On connaissait les bidonvilles de Mumbay par Danny Boyle, ceux de Rio dans La cité de Dieu, et tant d’autres … Ici, comme son titre l’indique, Sean Ellis explore la dure réalité de Manille dans Metro Manila, loin du contexte exotique du récent Jason Bourne (avec poursuite en motos, etc…).
Le film est de prime abord déroutant. Il amorce son récit avec une vision presque sociologique de la vie rurale aux Philippines : pauvreté extrême, isolement du monde moderne… L’exode vers la métropole s’impose comme une fatalité qui rappelle celle des européens au XIXe et XXe siècle, ou plus proche, des Chinois, Indiens, Vietnamiens et autres Indonésiens.
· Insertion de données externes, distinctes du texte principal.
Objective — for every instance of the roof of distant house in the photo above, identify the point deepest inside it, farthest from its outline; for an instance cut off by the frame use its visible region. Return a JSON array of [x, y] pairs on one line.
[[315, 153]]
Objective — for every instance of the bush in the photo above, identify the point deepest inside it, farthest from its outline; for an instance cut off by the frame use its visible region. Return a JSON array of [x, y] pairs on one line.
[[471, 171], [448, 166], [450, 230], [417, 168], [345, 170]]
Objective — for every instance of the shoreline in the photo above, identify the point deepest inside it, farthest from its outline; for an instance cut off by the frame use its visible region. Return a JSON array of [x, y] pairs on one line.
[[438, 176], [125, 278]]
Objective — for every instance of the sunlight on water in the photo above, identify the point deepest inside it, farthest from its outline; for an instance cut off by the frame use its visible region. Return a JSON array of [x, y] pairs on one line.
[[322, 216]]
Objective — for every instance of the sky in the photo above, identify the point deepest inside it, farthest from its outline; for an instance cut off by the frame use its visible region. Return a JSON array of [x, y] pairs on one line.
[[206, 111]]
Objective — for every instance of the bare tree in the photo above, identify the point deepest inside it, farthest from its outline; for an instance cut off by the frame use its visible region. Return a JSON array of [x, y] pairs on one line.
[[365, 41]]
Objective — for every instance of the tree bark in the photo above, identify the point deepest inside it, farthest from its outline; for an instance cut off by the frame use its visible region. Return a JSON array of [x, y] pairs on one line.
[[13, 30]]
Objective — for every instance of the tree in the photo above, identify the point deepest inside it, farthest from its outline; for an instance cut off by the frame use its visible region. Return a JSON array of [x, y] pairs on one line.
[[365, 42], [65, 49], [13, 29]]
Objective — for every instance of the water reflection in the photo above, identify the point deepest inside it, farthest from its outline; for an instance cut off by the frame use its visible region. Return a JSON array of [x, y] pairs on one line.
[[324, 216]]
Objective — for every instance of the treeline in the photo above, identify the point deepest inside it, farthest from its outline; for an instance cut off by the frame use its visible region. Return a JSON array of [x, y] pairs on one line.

C’est à partir de ce contexte socio-économique que le réalisateur britannique tisse son histoire. Progressivement, de la misère dans les rizières à la survie en milieu urbain pas tempéré, le récit va s’enrichir d’histoires diverses – incluant un aparté aussi délirant que réel avec un braquage dans un avion – et muer vers un thriller où les « twists » se multiplient dans le dernier quart d’heure.
Grâce à ces multiples couches narratives, Sean Ellis réalise un véritable film de genre (le casse) avec une dimension sociale et psychologique : une tragédie moderne, avec ses choix cornéliens et une morale digne d’un grand film noir. Metro Manila utilise tous les codes – corruption, arnaque, trahison, sacrifice, tentations, espoir d’une vie meilleure, protection de la famille, amitié biaisée… - de manière si fluide et si habile qu’on ne sait jamais si le film est un portrait fascinant des exclus du progrès ou un polar froid et violent.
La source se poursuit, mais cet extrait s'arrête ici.